There are many layers of security available in AWS. Most people are content with the security group acting as a firewall at the instance level. This is probably mostly because the Ec2 creation wizard prompts them to select a security group or create a new one. This alone, can act a very effective firewall. Restricting ssh traffic to originate from your own external IP address is a very effective filter. However, AWS allows you to firewall an entire subnet and create your own virtual network where your security paranoia will be given free reign to run amok.
AWS Security Infrastructure
Upon deeper inspection of the AWS infrasturue you'll probably figure out that the difference between a public and a private subnet is the route to the internet gateway. If we create our own VPC and attach a internet gateway to it then any subnet that has a route table associated with it and a route to the internet gateway becomes a public subnet. You can get a deeper level of security if you launch your instances into a private subnet and then only shell into them from a public instance that acts as the bastion host. Let's walk through it so we can understand the risk/reward ratio at each step of the configuration.
A Custom VPC
Your AWS account comes with a default VPC that will likely suit most of your needs. While I don't recommend that you delete it, you certainly can if you are the adventurous type. You can make a VPC from scratch and I recommend that you don't use the creation wizard. Building it from scratch will force you to encounter each security concern. Once your VPC is created you can also create a new internet gateway and associate it to your new VPC. I'm using 10.0.0.0/24 for the CIDR range of my VPC. This will impact my choice of CIRD blocks for my subnets later.
Creating Subnets in your VPC
I'm making two subnets. One is public with a route to the internet gateway you created above, and one is private. Here is how it looks so you are familiar with the creation process.
For your bastion host create a route table, associate your public subnet and define a route to your internet gateway. Notice the tab for subnet association as well as the the tab for route enumeration.

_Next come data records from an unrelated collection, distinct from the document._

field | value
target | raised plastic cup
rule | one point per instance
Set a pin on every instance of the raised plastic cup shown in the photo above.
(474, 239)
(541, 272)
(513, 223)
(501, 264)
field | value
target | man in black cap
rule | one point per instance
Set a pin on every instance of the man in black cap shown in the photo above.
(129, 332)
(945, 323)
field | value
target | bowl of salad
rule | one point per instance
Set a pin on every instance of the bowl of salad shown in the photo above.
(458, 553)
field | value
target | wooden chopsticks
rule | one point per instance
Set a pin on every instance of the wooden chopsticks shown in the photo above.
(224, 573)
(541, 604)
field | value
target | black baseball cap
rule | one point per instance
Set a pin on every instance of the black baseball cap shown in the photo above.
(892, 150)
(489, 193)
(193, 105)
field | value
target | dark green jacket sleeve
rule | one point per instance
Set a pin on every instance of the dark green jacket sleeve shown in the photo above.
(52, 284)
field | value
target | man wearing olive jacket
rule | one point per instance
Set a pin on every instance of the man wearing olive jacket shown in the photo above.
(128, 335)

While you are busy creating route tables make another and associate your private subnet you created above. You won't need any other routes. This will keep the riffraff of the internet out of your business.

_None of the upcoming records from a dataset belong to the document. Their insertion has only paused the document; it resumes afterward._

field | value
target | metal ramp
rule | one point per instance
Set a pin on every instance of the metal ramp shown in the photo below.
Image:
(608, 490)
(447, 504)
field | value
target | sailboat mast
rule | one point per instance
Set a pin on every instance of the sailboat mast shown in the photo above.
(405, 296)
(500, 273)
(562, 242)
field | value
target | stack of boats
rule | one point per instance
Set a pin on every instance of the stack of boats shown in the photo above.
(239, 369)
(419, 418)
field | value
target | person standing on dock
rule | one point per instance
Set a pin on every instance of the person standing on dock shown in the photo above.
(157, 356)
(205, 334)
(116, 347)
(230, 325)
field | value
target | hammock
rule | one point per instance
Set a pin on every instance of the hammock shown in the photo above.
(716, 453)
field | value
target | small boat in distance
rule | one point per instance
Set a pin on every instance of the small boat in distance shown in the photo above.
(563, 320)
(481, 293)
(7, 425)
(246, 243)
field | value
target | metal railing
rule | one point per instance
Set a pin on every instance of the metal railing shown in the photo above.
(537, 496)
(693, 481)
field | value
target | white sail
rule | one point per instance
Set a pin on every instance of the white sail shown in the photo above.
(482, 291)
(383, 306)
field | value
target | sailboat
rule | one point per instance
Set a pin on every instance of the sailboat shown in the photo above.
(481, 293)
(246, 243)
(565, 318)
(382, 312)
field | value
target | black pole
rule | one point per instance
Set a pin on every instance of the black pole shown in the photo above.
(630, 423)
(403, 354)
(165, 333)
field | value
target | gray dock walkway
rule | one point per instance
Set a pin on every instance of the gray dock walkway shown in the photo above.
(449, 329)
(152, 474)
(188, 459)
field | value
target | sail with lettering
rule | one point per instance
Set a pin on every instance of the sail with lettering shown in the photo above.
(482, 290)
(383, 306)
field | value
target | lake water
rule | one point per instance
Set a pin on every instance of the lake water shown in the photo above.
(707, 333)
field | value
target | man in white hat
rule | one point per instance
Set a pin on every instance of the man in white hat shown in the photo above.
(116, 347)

Launch your Bastion Host and Private Instance
We are ready to launch the bastion host. Follow the basic creation wizard but make sure you use your new VPC, your public subnet and enable a public IP so you can actually shell into it. You can similarly launch your private instance but make sure you use your private subnet and disable the public IP. It will be created with a private ip that your bastion host will be able to use.
Risk Reward Ratio
We now have the benefit of increased security because our instance is in a private subnet but it can't receive updates because it has no route to the internet to receive them. Let's see how it works. Shell into your bastion host and copy over your cert with the copy command
scp -i temp.pem temp.pem [email protected]:/home/ec2-user From the bastion host you can now login to your private instance. This is possible because of the default local route that Amazon provides. Once you are in your private instance you'll notice that
sudo yum update fails because your private instance has not route to the internet because it is in a private subnet. We can get around this issue by using the NAT Gateway service and hence get strong security with no consequences.
Getting Updates Through a NAT Gateway
Create a NAT gateway from the VPC menu.
Be sure to use the public subnet and you can create a new elastic IP. Here is what it looks like.

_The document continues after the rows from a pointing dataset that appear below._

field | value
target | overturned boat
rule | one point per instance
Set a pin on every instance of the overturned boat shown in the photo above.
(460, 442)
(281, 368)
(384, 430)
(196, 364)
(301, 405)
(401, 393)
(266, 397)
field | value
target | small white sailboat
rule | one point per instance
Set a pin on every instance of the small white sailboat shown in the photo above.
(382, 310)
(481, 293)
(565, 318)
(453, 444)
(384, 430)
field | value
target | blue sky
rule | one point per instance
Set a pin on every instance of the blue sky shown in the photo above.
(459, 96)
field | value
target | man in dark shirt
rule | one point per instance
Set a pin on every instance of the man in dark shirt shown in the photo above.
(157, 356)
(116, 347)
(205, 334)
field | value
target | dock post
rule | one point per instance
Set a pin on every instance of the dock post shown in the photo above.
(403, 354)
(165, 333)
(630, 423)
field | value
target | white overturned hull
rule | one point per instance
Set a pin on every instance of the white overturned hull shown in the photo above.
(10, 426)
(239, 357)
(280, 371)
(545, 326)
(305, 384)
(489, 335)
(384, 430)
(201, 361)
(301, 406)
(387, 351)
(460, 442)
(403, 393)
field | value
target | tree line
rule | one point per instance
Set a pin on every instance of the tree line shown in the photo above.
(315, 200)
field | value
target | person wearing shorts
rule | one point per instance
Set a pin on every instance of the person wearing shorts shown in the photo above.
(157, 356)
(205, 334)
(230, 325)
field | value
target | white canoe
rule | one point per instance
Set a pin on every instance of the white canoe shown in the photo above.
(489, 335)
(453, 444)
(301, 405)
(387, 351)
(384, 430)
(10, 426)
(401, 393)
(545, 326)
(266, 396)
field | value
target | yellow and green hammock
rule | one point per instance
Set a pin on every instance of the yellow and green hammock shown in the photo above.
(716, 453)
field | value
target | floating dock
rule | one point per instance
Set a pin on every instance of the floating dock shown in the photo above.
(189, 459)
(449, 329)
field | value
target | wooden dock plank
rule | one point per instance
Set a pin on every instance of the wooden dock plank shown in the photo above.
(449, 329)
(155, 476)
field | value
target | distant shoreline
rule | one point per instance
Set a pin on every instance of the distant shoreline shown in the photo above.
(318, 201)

Update your private route table to have a route to the NAT like this.
With this new route in place return to your private instance and again run
sudo yum update and you'll see it gets the updates successfully. Check it out.
If you have been using AWS for a for a few years you'll notice that the NAT gateway is a new service. You used to have to create a separate instance to act as your NAT.
I hope this post has showed you some of the security possibilities that are available in AWS. Play with them yourself and discover the ideal setup for your needs. Security is the biggest argument against cloud computing so you should invest in a deep understanding on this issue.